Me encantan las navidades, la ilusión que envuelve a la gente, escuchar a otros odiar estas fechas, los comienzos de año, estrenar una agenda, decorar el árbol y decirnos cuánto nos queremos.

Éstas navidades han sido tristes. He perdido a alguien que me ha hecho ver pasar mi juventud. Éstas navidades he desterrado recuerdos que tenía aparcados, escondidos bajo llave.

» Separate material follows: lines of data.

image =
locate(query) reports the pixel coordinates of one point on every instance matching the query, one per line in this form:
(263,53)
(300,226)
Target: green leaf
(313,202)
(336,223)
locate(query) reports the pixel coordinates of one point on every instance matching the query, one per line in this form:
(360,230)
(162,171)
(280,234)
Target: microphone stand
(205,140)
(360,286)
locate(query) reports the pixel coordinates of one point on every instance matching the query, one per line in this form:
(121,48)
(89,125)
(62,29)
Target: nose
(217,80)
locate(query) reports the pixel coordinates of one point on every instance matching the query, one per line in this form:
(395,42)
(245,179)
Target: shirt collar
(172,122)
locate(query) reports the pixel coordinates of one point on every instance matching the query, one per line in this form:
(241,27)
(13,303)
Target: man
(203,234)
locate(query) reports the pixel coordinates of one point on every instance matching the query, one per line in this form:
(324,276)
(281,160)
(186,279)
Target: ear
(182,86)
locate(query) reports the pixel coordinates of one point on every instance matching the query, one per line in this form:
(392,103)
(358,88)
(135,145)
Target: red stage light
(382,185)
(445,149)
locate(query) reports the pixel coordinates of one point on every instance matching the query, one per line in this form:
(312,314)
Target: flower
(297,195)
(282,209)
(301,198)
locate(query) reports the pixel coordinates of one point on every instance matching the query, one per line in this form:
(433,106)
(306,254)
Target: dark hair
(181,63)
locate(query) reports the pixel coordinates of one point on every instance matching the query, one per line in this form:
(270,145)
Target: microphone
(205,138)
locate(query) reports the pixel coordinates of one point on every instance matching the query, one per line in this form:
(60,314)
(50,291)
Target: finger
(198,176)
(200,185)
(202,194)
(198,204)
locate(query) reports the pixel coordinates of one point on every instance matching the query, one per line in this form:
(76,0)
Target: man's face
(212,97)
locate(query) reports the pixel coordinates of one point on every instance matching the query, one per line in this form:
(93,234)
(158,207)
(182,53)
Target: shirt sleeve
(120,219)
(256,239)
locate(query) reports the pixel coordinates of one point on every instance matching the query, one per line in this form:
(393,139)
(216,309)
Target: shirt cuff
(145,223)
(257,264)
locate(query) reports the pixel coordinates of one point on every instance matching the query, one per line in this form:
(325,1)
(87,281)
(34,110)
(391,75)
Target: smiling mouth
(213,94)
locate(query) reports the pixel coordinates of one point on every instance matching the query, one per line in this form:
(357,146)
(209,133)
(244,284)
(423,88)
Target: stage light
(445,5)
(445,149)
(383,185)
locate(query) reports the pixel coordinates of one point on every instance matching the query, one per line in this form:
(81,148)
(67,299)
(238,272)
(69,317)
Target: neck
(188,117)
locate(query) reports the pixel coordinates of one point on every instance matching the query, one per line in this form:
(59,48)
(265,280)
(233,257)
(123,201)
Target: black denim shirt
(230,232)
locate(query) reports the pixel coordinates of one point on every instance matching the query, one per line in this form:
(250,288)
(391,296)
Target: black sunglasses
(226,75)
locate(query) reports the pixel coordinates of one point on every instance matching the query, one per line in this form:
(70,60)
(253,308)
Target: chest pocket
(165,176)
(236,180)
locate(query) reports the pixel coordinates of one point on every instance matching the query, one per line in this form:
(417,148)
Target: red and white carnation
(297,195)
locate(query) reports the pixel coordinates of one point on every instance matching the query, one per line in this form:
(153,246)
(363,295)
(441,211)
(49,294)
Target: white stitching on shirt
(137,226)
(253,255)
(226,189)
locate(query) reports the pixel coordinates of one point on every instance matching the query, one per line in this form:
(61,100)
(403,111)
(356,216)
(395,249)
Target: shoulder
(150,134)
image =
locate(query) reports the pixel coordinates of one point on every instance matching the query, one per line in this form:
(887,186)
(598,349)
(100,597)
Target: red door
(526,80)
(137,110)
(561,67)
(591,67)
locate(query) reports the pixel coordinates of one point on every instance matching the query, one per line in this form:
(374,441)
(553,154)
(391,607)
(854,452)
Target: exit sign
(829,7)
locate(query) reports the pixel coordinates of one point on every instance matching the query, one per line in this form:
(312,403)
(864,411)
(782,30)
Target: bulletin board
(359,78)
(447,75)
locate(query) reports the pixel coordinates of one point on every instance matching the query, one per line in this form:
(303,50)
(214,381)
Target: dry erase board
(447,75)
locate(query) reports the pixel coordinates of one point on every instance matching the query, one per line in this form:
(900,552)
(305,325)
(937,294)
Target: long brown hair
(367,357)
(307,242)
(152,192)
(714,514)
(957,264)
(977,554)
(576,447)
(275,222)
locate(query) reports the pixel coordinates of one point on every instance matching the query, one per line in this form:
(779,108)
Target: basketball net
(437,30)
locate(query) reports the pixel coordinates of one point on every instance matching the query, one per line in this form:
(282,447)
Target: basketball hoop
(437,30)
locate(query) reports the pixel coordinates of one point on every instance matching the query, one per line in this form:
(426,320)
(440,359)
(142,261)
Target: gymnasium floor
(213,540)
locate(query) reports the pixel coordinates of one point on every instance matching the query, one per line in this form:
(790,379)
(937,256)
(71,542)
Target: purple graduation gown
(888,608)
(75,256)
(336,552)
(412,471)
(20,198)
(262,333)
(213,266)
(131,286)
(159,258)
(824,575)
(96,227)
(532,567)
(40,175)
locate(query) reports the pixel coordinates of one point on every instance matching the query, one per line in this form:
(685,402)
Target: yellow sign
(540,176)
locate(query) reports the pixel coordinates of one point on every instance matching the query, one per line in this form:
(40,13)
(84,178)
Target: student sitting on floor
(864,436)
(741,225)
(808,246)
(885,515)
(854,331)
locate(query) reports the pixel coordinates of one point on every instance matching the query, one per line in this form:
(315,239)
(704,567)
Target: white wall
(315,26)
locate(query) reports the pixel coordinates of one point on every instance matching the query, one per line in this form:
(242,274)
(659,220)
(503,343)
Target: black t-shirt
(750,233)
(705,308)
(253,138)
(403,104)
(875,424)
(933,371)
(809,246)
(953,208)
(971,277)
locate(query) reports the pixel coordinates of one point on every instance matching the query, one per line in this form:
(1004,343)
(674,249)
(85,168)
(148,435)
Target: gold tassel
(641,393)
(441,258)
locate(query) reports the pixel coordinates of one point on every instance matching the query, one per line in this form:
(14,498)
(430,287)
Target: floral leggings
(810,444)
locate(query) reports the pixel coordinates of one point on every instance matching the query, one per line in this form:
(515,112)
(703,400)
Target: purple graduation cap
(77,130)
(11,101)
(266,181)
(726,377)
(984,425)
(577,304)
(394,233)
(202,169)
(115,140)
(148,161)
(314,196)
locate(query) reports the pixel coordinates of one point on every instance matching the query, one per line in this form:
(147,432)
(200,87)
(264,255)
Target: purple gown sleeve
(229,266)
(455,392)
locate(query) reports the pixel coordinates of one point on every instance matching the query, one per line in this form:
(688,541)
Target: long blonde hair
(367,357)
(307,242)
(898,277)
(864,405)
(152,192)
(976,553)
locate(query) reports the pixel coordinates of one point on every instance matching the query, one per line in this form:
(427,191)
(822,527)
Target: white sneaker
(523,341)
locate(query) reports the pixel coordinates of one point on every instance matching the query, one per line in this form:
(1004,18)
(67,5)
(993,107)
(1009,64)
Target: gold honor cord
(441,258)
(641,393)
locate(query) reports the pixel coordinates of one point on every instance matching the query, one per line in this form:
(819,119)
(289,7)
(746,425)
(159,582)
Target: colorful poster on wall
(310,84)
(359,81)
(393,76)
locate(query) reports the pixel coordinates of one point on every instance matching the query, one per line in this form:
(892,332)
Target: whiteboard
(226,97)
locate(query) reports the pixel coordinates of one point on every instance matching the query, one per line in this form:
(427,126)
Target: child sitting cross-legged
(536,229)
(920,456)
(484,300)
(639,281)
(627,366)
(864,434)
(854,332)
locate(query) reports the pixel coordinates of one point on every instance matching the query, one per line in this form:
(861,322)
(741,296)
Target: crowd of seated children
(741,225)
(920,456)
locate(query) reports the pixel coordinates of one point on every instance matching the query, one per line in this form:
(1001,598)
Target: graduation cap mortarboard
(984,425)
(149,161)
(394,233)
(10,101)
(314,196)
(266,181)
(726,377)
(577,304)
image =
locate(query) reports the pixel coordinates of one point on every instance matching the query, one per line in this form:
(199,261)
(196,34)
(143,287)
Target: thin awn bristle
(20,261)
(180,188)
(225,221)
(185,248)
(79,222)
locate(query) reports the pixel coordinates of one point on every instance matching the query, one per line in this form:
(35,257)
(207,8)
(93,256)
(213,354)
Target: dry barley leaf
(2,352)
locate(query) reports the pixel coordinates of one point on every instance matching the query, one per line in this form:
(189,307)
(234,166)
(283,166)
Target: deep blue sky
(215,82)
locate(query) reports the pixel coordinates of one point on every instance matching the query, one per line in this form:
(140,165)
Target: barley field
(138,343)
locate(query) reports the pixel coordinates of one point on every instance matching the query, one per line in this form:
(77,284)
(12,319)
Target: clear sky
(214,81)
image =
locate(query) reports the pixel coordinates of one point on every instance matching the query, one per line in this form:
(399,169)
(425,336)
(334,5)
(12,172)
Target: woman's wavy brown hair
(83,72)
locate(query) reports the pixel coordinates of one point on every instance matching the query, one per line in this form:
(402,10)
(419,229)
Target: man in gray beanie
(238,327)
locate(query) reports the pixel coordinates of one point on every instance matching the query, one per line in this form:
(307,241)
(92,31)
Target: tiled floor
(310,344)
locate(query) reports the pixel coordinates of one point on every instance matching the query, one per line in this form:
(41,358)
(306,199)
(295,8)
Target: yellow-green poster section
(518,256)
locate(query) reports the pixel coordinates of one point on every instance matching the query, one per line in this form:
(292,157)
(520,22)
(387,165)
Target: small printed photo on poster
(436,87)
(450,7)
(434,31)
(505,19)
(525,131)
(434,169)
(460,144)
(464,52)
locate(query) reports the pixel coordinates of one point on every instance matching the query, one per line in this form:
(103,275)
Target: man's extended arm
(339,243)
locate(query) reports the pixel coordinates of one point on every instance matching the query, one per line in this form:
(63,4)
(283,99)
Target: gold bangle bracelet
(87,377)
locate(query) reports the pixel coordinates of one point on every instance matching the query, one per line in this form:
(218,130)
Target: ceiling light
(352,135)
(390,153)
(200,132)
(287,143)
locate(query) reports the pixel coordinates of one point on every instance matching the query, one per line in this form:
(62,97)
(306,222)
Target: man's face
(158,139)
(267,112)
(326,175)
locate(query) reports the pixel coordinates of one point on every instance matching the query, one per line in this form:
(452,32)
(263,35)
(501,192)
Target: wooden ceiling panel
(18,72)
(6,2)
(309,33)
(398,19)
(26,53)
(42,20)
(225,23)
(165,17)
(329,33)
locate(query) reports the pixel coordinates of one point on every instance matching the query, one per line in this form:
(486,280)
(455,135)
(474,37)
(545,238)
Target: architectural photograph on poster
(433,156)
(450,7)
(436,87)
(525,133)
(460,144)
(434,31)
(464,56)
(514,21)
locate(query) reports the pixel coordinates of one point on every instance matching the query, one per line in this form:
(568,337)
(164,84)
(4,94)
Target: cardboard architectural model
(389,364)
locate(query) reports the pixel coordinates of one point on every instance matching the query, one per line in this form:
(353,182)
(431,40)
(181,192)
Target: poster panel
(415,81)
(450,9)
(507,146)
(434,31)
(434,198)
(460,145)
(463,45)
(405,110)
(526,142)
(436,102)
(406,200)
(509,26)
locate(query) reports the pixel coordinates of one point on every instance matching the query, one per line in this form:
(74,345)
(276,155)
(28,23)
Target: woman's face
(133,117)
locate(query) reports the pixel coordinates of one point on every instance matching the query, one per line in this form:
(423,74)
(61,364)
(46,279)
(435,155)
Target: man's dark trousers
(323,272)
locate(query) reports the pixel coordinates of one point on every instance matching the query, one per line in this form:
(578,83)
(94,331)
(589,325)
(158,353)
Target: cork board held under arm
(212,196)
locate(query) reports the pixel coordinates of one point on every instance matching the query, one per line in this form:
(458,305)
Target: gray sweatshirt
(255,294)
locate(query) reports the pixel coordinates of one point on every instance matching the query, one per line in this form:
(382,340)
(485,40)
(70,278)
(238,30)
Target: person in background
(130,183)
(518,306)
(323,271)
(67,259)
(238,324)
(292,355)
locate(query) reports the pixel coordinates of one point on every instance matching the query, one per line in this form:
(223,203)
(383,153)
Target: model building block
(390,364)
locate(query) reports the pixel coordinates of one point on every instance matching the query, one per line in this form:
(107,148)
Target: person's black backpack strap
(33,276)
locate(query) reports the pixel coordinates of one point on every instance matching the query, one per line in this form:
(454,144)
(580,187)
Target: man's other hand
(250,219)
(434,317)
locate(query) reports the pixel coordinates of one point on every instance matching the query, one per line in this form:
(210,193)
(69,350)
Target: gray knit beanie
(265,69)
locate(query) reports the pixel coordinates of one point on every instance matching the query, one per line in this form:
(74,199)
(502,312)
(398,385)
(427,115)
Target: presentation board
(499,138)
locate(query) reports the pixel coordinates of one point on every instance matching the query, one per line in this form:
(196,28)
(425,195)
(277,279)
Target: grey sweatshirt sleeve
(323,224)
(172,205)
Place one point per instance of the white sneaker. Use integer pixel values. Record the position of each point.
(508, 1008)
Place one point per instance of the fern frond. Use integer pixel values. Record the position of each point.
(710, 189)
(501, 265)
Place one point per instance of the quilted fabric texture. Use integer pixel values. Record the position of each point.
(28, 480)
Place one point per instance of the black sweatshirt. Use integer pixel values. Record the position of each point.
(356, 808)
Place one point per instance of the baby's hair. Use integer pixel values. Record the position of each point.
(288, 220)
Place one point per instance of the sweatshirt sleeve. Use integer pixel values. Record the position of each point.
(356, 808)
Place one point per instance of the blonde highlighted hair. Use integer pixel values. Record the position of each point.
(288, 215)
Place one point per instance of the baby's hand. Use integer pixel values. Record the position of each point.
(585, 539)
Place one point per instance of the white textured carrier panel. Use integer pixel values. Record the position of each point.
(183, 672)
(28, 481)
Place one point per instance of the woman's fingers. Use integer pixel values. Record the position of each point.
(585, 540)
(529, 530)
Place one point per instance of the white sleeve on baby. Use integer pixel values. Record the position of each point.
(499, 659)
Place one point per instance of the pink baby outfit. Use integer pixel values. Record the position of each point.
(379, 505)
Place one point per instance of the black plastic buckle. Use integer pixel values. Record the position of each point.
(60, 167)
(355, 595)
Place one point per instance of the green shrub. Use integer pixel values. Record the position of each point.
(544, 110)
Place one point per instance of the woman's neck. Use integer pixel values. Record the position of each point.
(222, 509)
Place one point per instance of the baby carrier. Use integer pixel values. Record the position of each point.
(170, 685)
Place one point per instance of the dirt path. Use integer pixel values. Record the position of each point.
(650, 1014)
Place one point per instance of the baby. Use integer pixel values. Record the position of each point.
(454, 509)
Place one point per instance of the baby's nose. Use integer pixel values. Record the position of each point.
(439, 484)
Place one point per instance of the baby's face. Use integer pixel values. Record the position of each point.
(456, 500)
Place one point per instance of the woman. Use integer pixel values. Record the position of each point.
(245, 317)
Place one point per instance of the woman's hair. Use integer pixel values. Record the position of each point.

He revivido mis propios duelos y el dolor de la pérdida de mi familia.

Pero las cosas malas destapan también cosas buenas. He llorado y he reído. También he recordado el olor a jazmín y galletas recién hechas. La primera vez que escuché una canción de los Beatles y el disco de The Wall (Pink Floyd). He rememorado los domingos de “me gusta el fútbol” en el sofá junto a mi padre en los que me aficioné a la siesta.

Y todo este caos de pensamientos, que han invadido mi lóbulo frontal y explosionado en mi corteza prefrontal, me han hecho reflexionar sobre el 2013.

Este último año me he vuelto a enamorar de personas y de proyectos. Me he apasionado por un proyecto nuevo, conquistando y quedando prendada de mi trabajo en el hospital y fuera de el.

Mis amigas me han vuelto a fascinar, son increíbles y siempre están cuando tienen que estar. Me encanta verlas reír, cantar canciones de los Arctic Monkeys, beber gin tonics sin parar.

Me he enamorado de mi tío, una persona extraordinaria que se ha convertido en mi confesor más íntimo, un gran profesor, en mi padre y en mi amigo.

Me he enamorado de mis primos que me han regalado momentos inolvidables estas navidades. He reído con ellos a carcajadas y compartido momentos muy bonitos a pesar del dolor que envolvía la habitación.

También me he vuelto a enamorar de mi tía Rosita, mi tía especial, mi tía con Síndrome de Down.  Me ha vuelto a enseñar a afrontar el dolor del duelo. Estas navidades me ha abrazado con tanta ternura y amor que dejaría de llorar una vida entera para que no sufriera por verme triste.

Estoy profundamente enamorada de mi abuelo, de su sabiduría, su ternura y su cariño. Me apasionan sus historias de la guerra y cómo se interesa y me escucha cuando le cuento sobre mi vida.

Me encantan las truchas de batata y el potaje de berros que dejó mi abuela. Pero sobre todo, me quedo con nuestra despedida. Porque sí, tuve la suerte de despedirla, de abrazarla, de escucharla decir por última vez que me quería  y contestarle con un “yo también” muy sentido.

Lo mejor de empezar un año es el misterio de lo que esconde. Este comienzo es la antesala de todo lo bueno y malo que nos va a pasar. No pierdan demasiado el tiempo con los propósitos y luchen por lo que quieran. Pero sobre todo, no olviden que el peor de los fracasos es no intentarlo.

¡Agárrense fuerte, que empieza el viaje!